How Treasury Bills Are Priced
Treasury Bills are issued at a discount to their face value. You buy them for less than they are worth, and when they mature, the government pays you the full face value. The difference between what you paid and what you receive at maturity is your total profit.
To evaluate these investments, financial markets use two primary yield calculations:
Discount Yield
The Discount Yield is the standard quoting method used in the financial media. It calculates the return based on the face value and uses a 360-day financial year.
Discount Yield = ((Face Value - Purchase Price) / Face Value) * (360 / Days to Maturity) * 100
Investment Yield (Bond Equivalent Yield)
The Investment Yield, also known as the Bond Equivalent Yield (BEY), gives a more accurate picture of your true return. It calculates the return based on your actual purchase price and uses a full 365-day calendar year, making it easier to compare T-Bills against other investments.
Investment Yield = ((Face Value - Purchase Price) / Purchase Price) * (365 / Days to Maturity) * 100
How to Use This Tool
- Enter the Face Value of the T-Bill. This is the amount the government will pay you on the maturity date.
- Enter your Purchase Price. This must be lower than the face value to generate a positive return.
- Input the exact number of Days to Maturity remaining from your purchase date.
- Review your Investment Yield to see the true annualized return rate of your capital.
- Check the Total Profit Earned to see exactly how much cash value the bill will generate.

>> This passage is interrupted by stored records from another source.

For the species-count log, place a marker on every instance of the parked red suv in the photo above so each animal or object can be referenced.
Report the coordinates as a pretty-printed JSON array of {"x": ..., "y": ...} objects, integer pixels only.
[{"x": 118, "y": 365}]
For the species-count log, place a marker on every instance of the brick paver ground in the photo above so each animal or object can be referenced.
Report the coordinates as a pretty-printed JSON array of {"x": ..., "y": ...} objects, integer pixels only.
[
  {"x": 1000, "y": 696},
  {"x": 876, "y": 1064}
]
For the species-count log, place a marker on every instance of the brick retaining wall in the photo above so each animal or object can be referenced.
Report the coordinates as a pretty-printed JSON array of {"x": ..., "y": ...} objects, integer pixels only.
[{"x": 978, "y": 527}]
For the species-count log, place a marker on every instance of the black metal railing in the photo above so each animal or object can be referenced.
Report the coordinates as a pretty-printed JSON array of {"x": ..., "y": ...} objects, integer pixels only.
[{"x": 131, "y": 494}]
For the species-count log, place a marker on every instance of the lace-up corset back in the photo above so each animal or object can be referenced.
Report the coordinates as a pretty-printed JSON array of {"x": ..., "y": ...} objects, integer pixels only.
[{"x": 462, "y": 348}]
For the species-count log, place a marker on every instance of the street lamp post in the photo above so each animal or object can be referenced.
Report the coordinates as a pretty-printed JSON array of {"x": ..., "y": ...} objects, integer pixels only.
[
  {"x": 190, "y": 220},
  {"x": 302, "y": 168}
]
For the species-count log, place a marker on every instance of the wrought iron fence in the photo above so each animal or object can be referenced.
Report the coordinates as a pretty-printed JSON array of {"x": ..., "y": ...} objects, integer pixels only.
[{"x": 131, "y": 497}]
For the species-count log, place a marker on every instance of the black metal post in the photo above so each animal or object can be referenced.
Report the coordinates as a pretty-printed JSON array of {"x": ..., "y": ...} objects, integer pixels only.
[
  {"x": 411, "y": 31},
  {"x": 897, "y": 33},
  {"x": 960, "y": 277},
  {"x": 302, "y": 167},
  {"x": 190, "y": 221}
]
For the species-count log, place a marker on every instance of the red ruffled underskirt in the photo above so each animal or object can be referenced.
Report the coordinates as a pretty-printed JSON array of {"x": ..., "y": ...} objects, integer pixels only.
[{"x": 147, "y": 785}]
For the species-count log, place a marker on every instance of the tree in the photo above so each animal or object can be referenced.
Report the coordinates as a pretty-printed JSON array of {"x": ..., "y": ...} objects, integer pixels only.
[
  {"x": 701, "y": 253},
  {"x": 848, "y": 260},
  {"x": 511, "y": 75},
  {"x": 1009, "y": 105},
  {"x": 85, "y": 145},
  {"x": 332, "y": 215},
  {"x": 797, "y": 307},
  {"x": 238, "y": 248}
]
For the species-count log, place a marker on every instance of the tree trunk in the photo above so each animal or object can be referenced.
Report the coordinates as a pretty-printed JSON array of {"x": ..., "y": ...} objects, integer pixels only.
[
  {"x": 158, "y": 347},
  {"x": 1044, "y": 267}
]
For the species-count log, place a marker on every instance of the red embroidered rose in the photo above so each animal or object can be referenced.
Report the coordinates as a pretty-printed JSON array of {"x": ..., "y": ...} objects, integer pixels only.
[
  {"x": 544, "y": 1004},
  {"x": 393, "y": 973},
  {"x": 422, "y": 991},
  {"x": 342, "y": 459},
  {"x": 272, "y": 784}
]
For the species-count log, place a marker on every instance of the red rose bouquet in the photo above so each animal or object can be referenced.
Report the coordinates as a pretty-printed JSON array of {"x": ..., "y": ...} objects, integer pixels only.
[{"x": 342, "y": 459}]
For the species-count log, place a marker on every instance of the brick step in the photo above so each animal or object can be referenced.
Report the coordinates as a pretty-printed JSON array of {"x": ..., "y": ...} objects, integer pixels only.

Frequently Asked Questions
Why is my Investment Yield higher than the Discount Yield?
The Investment Yield will always be slightly higher. This happens because the Discount Yield divides your profit by the larger Face Value and assumes a shorter 360-day year. The Investment Yield uses your actual, smaller Purchase Price as the baseline and assumes a standard 365-day year, resulting in a higher percentage.
Are US Treasury Bills taxed?
The profit earned from a T-Bill is subject to federal income tax. However, it is completely exempt from state and local taxes. This makes Treasury Bills highly attractive to investors living in regions with high state income tax rates.
What happens if I sell my T-Bill before maturity?
You can sell a T-Bill on the secondary market before it matures. If you do, your profit or loss depends entirely on the current market interest rates. If market rates have dropped since you bought it, the value of your T-Bill increases. If market rates have risen, the value of your T-Bill drops, and you might receive less than you originally paid.